A questão do transporte público estar recebendo esse título de possível vilão precisa ser revista, visto que é o principal meio de transporte de grande parte da população e, como tal, precisa se adequar rapidamente à nova realidade de segurança sanitária. Afinal, quem mora distante de onde trabalha ou estuda precisa dispor desse modo para seus deslocamentos. Quero crer que os órgãos responsáveis por sua gestão estejam fazendo seus esforços para implantar as melhores práticas, de forma a reduzir significativamente os riscos de contágio da COVID-19. Apontar os possíveis riscos ao transporte público enquanto se incentiva a bicicleta poderia sugerir que a bicicleta seria um substituta ao ônibus, o que seria injusto e até imprudente. A bicicleta se apresenta sempre como uma alternativa a todos os modos de transporte para quem tem habilidade na sua condução e disposição a usá-la, bem como é recomendada para trajetos de até 10 quilômetros, ou a distância que seja mais confortável para quem a utiliza. Para tanto, é imperativo que haja infraestrutura adequada e segura para os ciclistas. O principal fato que tem motivado cidades do mundo a incentivarem o uso da bicicleta está mais relacionado à questão da saúde e do meio ambiente. O portal interativo com dados abertos, na Internet, “Pedestrian and Bike Information Center” é uma iniciativa bastante rica e aponta centenas de ações, que incluem: infraestruturas cicloviárias móveis e fixas em vias de grande fluxo; amento da malha cicloviária fixas; gratuidade de uso de bicicletas compartilhadas para parte da população; abertura de ruas para ciclistas e pedestres; dentre outros.

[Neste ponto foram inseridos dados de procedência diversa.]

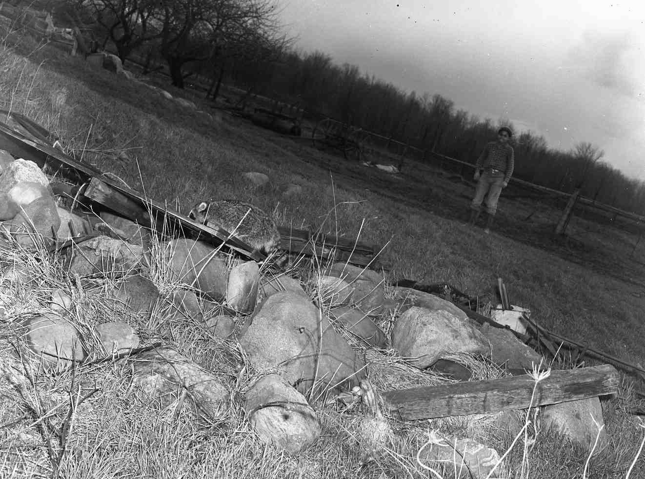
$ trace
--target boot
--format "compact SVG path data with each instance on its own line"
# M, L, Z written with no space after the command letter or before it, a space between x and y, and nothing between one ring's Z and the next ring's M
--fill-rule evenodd
M477 218L479 217L479 211L476 210L470 210L470 219L468 220L468 224L470 226L474 226L475 223L477 222Z
M490 233L490 227L493 226L493 219L495 218L495 215L491 215L488 213L488 217L486 219L486 226L484 228L484 232L486 234Z

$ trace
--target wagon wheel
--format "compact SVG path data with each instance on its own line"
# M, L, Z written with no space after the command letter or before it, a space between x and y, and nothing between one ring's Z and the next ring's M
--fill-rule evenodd
M312 132L313 146L319 150L329 148L330 141L332 141L332 139L335 137L335 125L332 119L326 118L319 121Z
M359 162L362 157L361 130L353 130L348 132L343 145L342 153L348 160Z

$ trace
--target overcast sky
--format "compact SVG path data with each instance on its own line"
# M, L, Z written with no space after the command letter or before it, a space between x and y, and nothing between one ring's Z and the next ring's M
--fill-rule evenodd
M278 0L297 48L645 181L645 1Z

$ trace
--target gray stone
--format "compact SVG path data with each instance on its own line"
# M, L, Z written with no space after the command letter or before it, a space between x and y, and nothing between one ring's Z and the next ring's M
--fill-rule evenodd
M466 313L450 301L435 295L401 286L397 286L394 294L397 298L404 300L406 303L409 303L412 306L425 308L430 311L446 311L460 319L471 322Z
M481 328L484 337L490 344L490 357L497 364L510 370L533 369L542 357L535 349L520 341L509 329L492 327L484 324Z
M235 320L230 316L221 315L206 320L206 326L219 338L228 338L235 329Z
M257 171L248 171L243 175L244 178L253 183L256 186L262 186L269 182L269 177L263 173Z
M370 315L381 312L385 301L382 275L343 262L332 265L329 274L342 278L352 285L353 304L362 311Z
M48 246L54 237L52 230L58 230L61 219L56 210L56 203L50 196L38 198L23 208L15 217L5 222L16 241L31 247L41 244L38 235Z
M118 232L122 239L129 243L146 246L150 242L150 230L127 218L108 211L101 212L101 219Z
M348 331L366 342L376 347L385 346L386 338L374 322L358 309L349 306L339 306L330 311L332 315Z
M74 325L54 315L37 316L27 320L26 344L41 358L48 369L59 366L67 367L72 360L80 361L86 357L81 338Z
M41 197L51 197L47 186L33 181L21 181L0 193L0 221L12 219L26 206Z
M303 192L303 187L299 184L294 184L293 183L289 183L283 191L283 196L285 198L289 198L292 196L297 196Z
M279 368L285 379L302 392L313 386L314 379L317 389L325 385L353 387L364 376L362 360L326 317L296 293L277 293L267 298L239 343L255 367Z
M316 286L324 304L336 306L351 304L354 288L348 281L335 276L321 276Z
M49 186L49 180L33 161L19 158L10 163L0 176L0 194L6 193L17 184L33 182Z
M112 271L136 273L145 263L141 246L97 236L67 248L65 267L72 274L87 276Z
M212 373L168 347L133 358L132 384L162 407L187 404L198 417L228 416L228 389Z
M202 321L204 316L199 307L199 301L197 295L193 291L187 289L177 289L172 293L170 301L173 305L173 310L175 311L174 317L175 318L193 318L198 321Z
M88 231L90 231L90 223L86 220L64 208L58 207L56 208L56 210L58 211L58 216L61 219L61 226L56 232L56 235L58 237L59 240L64 241L75 237L83 236L85 234L86 228L88 229ZM71 228L70 228L70 223L72 224ZM72 234L72 230L75 233L74 235Z
M431 432L430 434L433 434ZM435 437L419 453L422 464L439 471L444 470L450 477L506 477L497 451L472 439ZM497 466L497 467L496 467ZM442 468L445 469L442 469ZM453 475L457 471L457 476Z
M119 284L114 295L137 314L148 314L159 299L159 290L148 278L139 275L128 277Z
M90 54L85 57L85 61L93 68L103 68L104 57L101 54Z
M598 423L597 425L595 422ZM602 407L597 397L577 401L561 402L545 406L541 416L541 429L553 427L575 444L591 450L599 428L604 424ZM607 445L608 437L605 428L600 432L597 452Z
M261 280L262 292L264 297L271 296L283 291L290 291L306 296L301 282L286 275L275 276L271 278L263 277Z
M176 97L175 101L186 108L190 108L191 110L197 110L197 105L190 100L186 100L185 98Z
M235 311L250 313L255 307L260 284L260 268L255 261L245 261L231 269L226 286L226 302Z
M121 75L126 80L135 80L136 77L134 76L134 73L128 70L122 70L119 72L119 75Z
M486 354L488 344L470 323L442 309L413 306L392 329L392 346L419 367L428 367L448 351Z
M118 321L99 324L94 328L108 354L123 353L139 346L139 336L129 324Z
M173 279L201 291L215 301L226 297L226 260L201 241L179 239L163 245Z
M321 427L315 412L304 396L278 375L264 376L251 386L245 396L244 410L249 422L264 442L295 454L320 436ZM264 406L271 403L275 406Z

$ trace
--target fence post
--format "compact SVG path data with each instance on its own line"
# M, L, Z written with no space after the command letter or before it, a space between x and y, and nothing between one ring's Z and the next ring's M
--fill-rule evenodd
M578 197L580 196L580 188L576 189L573 193L569 198L569 201L566 204L566 206L564 208L564 211L562 212L562 215L560 217L560 220L558 222L557 226L555 227L555 234L556 235L564 235L564 231L566 231L566 227L569 226L569 221L571 220L571 217L573 214L573 207L575 206L575 203L578 200Z

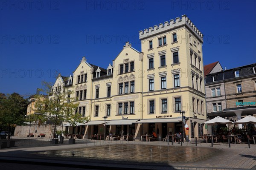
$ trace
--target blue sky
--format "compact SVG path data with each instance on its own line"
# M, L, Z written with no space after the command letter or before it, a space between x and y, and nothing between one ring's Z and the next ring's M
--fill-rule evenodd
M256 62L254 0L0 1L0 92L28 95L72 74L83 56L106 68L138 31L186 14L204 35L204 64Z

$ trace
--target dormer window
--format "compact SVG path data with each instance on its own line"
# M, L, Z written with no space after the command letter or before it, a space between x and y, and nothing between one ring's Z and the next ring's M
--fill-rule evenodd
M99 68L98 67L98 69L96 71L96 78L99 78L100 77L100 71L101 70L99 69Z
M109 63L109 65L108 65L108 67L107 68L107 70L108 70L108 75L109 76L110 75L111 75L112 74L112 68L113 67L111 65L110 63Z
M217 76L212 76L212 81L216 82L217 81Z
M237 70L235 71L235 76L236 76L236 77L240 76L240 71Z

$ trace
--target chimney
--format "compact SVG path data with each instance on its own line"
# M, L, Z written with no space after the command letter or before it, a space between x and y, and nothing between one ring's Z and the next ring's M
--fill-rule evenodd
M39 89L37 88L36 89L36 95L39 95L40 94L40 91L39 90Z

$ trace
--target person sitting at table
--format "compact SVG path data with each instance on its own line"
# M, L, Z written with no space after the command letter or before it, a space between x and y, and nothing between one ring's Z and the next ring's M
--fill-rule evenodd
M175 142L176 142L176 141L179 141L179 139L180 139L180 141L181 141L180 140L180 133L181 133L180 132L177 132L175 134L175 136L176 136L176 138L175 138Z
M153 138L157 137L157 133L156 133L154 131L152 132L152 137Z
M172 136L171 135L172 135L172 132L171 131L169 132L167 134L167 135L169 136L169 141L172 142Z

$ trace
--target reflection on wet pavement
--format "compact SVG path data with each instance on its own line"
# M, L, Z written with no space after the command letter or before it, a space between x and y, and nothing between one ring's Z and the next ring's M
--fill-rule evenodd
M171 163L195 162L221 154L221 150L208 147L118 144L37 153L49 156L72 156L105 160Z

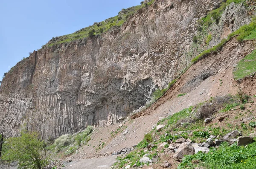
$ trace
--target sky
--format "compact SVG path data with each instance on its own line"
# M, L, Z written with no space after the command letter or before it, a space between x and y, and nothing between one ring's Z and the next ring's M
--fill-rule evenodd
M142 0L0 0L0 81L53 37L71 34Z

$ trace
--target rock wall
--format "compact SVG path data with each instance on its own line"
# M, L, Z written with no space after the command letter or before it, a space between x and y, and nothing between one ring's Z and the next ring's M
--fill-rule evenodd
M190 62L196 21L221 2L156 0L101 36L34 51L3 79L0 133L15 136L26 125L47 139L124 120ZM242 14L233 24L250 21Z

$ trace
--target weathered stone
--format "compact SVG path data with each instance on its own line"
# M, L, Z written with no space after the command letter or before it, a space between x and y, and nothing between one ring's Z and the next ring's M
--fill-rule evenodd
M152 158L152 159L151 160L152 161L152 162L153 163L156 163L157 161L158 158L158 157L157 157L157 156L153 156L153 157Z
M158 132L160 132L160 131L162 130L162 129L163 129L164 127L164 125L159 124L157 126L157 130Z
M204 142L202 143L200 146L201 147L209 148L210 147L210 145L205 142Z
M195 149L190 143L187 142L181 144L173 156L173 158L181 159L185 155L192 155L194 154L195 154Z
M152 161L148 157L143 157L140 159L140 163L151 163Z
M125 167L125 169L130 169L130 168L131 168L131 165L128 165L126 166L126 167Z
M209 123L211 121L212 121L212 120L213 119L213 118L212 118L212 117L210 117L209 118L207 118L204 119L204 122L205 123Z
M237 138L237 145L240 146L246 146L251 144L253 141L253 137L240 136Z
M224 141L222 140L215 139L215 145L217 146L220 146L221 144Z
M150 144L148 144L148 145L147 146L147 148L148 148L148 150L150 150L151 149L152 149L153 147L155 146L156 146L155 144L151 143Z
M186 139L183 137L181 137L176 141L175 142L177 143L181 144L186 142Z
M240 135L240 132L238 130L235 130L230 132L223 137L223 140L229 142L233 138L236 138Z
M214 145L214 142L213 140L211 138L209 138L206 141L206 143L208 144L210 146L213 146Z

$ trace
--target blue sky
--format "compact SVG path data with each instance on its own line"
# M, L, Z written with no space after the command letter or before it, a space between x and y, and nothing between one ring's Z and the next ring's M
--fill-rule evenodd
M141 0L0 0L0 81L52 37L114 17Z

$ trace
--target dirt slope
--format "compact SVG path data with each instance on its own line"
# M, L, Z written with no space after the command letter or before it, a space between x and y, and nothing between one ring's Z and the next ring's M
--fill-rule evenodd
M255 94L255 77L245 78L239 84L233 80L232 74L235 64L246 52L249 53L254 49L255 46L255 41L240 44L235 38L230 40L218 54L212 54L192 65L164 96L151 107L139 113L138 117L127 119L122 123L121 127L111 126L96 128L87 145L79 149L71 158L97 157L131 147L143 139L145 133L151 130L160 117L166 117L211 97L235 94L239 87L249 95ZM178 94L185 93L186 95L177 97ZM124 135L125 130L128 132ZM104 148L96 150L103 142Z

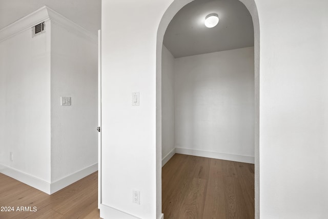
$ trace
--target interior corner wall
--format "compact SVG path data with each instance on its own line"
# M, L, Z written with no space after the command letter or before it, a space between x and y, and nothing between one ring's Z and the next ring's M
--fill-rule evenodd
M254 47L175 59L177 152L254 163Z
M43 186L51 180L49 21L45 27L0 42L0 172Z
M324 218L328 1L256 2L261 30L260 218Z
M93 41L51 22L51 182L55 183L96 170L97 44L96 37ZM61 106L61 96L71 97L71 106Z
M174 57L163 45L162 50L162 165L174 154Z

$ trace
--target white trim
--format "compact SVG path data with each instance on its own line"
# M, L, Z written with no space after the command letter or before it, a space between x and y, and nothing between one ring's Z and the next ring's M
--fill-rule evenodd
M77 24L64 17L56 11L46 6L49 17L51 22L54 22L63 26L69 32L73 32L78 36L83 36L87 39L96 43L98 37L96 35L90 32Z
M87 167L84 169L56 180L53 183L51 183L50 185L50 194L53 194L65 188L66 186L69 186L97 170L98 170L98 163Z
M0 165L0 173L50 194L50 183L6 165Z
M0 30L0 42L49 19L47 7L44 6Z
M194 156L203 156L214 158L215 159L225 160L227 161L236 161L237 162L254 163L254 157L239 154L233 154L214 151L203 151L192 149L190 148L175 148L175 153L182 154L192 155Z
M118 209L108 206L103 204L100 205L100 217L102 218L115 219L141 219L132 214L120 211Z
M72 184L98 170L98 163L87 167L60 180L50 183L38 177L22 172L8 166L0 165L0 173L28 185L48 194Z
M98 208L102 202L101 187L101 31L98 30Z
M83 36L95 43L97 42L95 34L45 6L0 30L0 42L49 19L78 35Z
M162 167L165 164L168 163L168 161L171 159L172 156L175 154L175 148L173 148L171 151L170 151L162 159Z

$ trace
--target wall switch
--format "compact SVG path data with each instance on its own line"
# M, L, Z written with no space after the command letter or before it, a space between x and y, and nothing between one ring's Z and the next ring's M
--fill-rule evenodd
M140 191L132 190L132 203L140 205Z
M139 92L132 93L132 106L139 106Z
M60 97L60 103L61 106L71 106L71 97L70 96Z

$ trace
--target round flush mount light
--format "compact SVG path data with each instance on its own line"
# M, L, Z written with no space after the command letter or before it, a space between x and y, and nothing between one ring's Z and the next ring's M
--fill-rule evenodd
M209 28L215 27L218 23L219 17L217 14L210 14L205 18L205 26Z

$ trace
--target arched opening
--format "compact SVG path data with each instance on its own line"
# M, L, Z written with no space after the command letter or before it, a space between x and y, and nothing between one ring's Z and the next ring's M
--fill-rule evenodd
M156 193L157 213L161 213L161 70L162 46L166 30L174 15L193 0L174 1L164 14L158 32L156 50ZM259 24L254 0L239 0L250 12L254 31L254 92L255 92L255 217L259 217Z

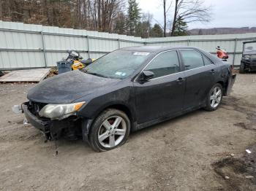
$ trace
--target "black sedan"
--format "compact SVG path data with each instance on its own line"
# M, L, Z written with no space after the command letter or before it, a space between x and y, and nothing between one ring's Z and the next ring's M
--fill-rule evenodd
M44 80L22 110L48 139L83 137L97 152L184 113L216 110L230 91L232 65L191 47L113 51L81 71Z

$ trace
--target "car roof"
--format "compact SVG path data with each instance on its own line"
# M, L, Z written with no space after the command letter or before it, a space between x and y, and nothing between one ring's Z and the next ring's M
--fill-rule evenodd
M140 46L140 47L130 47L121 48L122 50L127 51L138 51L138 52L157 52L169 50L177 50L177 49L186 49L193 48L199 50L197 47L182 46L182 47L172 47L172 46Z
M178 50L178 49L195 49L197 50L200 52L203 53L206 55L211 61L214 63L219 62L219 58L217 56L214 56L210 52L203 50L202 49L190 47L190 46L179 46L179 47L172 47L172 46L140 46L140 47L124 47L121 48L122 50L127 51L138 51L138 52L153 52L154 54L157 54L159 52L165 51L165 50Z
M256 40L243 42L244 44L251 43L251 42L256 42Z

No “novo normal” seria recomendado às cidades investirem mais em mobilidade ativa (bikes e deslocamentos a pé)? Que tendências de adaptações do espaço urbano poderíamos pensar?
O incentivo à mobilidade ativa vem norteando a grande maioria das gestões de metrópoles inovadoras, no mundo, conforme podemos ver nas ações do portal na Internet “Pedestrian and Bike Information Center”. O que mais tem ocorrido é a implantação das chamadas Pop-up Bike Lanes, que poderíamos traduzir como “ciclofaixas que surgem”, consistindo em ciclofaixas montadas, a princípio com cones, segregadores móveis ou apenas pintura, em vias que sejam atraentes para motivarem pessoas que não têm hábito de usar a bicicleta a passarem a usá-la, além de melhorar os deslocamentos dos ciclistas regulares. Essas ciclofaixas têm o propósito de criar um ambiente de experimentação, com forte possibilidade de se tornarem infraestruturas fixas e definitivas. O Recife também está planejando a rápida expansão da malha cicloviária, parte dela no formato Pop-up.